Há monstros nos serviços secretos de inteligência

Pedro do Coutto

Ótima a matéria de Cristina Fibe, correspondente da Folha de São Paulo em Nova Iorque, sobre a série de reportagens do Washington Post a respeito dos monstros e sombras que habitam os porões dos serviços secretos de inteligência. O Post concentra-se mais, é claro, nos Estados Unidos, mas estende sua pesquisa em torno do que emerge da espionagem russa e inglesa.
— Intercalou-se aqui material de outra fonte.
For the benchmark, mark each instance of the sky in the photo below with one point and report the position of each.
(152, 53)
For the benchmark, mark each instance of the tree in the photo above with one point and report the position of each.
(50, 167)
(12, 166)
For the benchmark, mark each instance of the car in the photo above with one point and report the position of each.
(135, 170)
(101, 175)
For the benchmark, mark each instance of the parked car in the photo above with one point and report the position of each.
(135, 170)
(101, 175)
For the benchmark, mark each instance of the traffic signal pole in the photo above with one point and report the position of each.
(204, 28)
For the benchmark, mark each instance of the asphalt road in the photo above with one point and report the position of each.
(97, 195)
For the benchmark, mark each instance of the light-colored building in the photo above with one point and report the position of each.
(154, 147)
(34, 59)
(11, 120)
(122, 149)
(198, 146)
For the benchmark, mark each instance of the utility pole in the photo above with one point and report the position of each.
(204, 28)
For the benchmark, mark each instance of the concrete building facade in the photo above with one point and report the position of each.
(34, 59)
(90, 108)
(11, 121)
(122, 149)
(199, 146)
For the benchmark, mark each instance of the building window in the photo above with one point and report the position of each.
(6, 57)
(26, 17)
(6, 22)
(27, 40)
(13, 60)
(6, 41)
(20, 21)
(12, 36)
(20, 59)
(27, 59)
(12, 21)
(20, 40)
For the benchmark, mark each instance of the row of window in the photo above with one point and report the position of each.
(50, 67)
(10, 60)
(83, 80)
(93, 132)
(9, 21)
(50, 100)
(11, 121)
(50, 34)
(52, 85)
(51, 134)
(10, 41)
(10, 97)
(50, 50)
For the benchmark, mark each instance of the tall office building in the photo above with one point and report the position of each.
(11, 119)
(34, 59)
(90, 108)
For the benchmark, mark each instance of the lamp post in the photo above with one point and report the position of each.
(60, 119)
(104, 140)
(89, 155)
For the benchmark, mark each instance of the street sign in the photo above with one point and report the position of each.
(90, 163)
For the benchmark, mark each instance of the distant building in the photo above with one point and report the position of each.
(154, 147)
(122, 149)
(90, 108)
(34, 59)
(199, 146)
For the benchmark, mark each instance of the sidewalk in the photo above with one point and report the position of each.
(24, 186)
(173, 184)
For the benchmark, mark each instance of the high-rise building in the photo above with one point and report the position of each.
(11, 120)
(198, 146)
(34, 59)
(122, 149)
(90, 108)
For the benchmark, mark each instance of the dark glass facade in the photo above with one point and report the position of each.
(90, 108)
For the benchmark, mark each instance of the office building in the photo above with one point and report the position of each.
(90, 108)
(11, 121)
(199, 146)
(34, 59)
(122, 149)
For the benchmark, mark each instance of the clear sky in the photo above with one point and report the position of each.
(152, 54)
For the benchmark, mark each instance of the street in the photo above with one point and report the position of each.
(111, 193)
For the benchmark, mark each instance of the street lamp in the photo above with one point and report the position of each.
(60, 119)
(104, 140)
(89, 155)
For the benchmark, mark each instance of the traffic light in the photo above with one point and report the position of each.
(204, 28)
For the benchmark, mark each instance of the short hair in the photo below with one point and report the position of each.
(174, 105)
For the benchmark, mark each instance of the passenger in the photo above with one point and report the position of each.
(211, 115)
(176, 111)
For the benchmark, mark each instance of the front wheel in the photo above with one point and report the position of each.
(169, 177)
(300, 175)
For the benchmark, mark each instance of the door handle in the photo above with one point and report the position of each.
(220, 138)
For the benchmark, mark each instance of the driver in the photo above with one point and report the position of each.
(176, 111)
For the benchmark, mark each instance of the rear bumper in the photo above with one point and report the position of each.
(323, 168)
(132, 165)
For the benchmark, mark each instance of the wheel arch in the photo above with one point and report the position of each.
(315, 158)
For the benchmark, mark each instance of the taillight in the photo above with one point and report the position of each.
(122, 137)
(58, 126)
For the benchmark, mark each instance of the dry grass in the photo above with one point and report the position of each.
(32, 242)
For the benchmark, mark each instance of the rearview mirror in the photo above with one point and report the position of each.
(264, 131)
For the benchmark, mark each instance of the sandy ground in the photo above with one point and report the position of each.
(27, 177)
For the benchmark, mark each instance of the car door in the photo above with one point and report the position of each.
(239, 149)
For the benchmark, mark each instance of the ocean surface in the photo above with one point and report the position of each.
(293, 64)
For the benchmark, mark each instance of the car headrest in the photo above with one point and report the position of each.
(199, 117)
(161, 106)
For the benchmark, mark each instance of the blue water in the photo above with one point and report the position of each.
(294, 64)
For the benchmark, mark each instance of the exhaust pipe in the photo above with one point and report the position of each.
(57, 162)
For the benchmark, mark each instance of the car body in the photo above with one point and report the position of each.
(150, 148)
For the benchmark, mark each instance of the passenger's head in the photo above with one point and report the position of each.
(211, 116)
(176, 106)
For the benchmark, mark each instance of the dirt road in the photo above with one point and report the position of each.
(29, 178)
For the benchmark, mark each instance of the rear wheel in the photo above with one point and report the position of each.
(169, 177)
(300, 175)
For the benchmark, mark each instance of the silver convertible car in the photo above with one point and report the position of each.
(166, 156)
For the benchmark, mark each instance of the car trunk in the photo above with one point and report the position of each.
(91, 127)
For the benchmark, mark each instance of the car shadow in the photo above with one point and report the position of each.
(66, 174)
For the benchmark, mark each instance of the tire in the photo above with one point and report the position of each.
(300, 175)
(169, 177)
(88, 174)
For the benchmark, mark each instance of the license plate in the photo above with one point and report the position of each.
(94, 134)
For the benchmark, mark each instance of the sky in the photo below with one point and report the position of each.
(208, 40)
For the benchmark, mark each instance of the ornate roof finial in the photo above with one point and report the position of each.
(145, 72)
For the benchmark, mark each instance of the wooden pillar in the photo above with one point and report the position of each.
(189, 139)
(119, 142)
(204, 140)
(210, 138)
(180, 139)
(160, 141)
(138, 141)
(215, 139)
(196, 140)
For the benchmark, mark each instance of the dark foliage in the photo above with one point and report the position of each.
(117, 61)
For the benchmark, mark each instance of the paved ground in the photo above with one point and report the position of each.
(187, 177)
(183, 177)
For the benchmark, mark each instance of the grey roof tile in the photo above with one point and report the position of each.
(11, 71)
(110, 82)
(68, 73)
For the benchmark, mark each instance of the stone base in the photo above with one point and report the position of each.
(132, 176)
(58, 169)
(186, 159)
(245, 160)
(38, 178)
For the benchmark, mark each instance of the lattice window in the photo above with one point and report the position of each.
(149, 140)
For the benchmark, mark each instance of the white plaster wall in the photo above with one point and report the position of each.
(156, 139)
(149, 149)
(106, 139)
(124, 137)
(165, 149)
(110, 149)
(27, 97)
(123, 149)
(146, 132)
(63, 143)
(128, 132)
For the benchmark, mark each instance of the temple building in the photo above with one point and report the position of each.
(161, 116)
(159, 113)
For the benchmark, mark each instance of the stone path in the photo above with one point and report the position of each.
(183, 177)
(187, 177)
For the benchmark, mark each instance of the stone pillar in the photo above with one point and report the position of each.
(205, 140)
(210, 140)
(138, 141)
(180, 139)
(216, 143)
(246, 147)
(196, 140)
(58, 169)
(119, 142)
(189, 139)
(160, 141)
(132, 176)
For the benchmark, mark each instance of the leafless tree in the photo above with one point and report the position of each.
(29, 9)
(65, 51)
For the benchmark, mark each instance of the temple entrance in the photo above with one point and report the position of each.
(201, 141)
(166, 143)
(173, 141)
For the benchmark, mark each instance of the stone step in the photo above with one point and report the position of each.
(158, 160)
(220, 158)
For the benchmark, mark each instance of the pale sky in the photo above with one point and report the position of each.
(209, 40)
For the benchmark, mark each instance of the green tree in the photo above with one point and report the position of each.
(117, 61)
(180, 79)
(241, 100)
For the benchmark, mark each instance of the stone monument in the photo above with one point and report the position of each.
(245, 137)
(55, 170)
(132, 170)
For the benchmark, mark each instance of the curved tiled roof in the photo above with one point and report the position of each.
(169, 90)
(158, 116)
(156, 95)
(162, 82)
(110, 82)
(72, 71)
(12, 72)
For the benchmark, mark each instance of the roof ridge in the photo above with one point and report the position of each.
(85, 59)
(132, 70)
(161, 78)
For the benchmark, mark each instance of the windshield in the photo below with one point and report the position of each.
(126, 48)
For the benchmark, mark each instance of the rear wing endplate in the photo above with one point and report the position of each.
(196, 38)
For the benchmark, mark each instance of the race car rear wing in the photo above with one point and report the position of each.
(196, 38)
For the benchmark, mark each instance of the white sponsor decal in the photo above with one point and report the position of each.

Em todos os casos, as indagações transformam-se em mergulhos no abismo da percepção humana. Nos EUA, trabalham 854 mil pessoas nos rumos de acesso a arquivos de alta confidencialidade. Basta alguém falhar e todo um sistema pode cair por terra. E falhará. Porque – ninguém explicou concretamente até hoje, nem Freud – porque não existe garantia de um segredo resistir a pouco mais de um mês. Alguém falará. Passar uma informação é um impulso que só encontra paralelo no sexo. Aliás do sexo, a história comprova, saem sempre revelações preciosas. É da espécie humana. Homens e mulheres não são robôs. Têm emoções. Uma delas a de passar um conhecimento à frente. Ou ao lado.

Na América do Norte, narra Cristina Fibe, existem 1271 organizações estatais a serviço da inteligência e, como se isso não fosse suficiente, 1931 empresas privadas igualmente especializadas atuam no setor. Todas trabalham para o governo.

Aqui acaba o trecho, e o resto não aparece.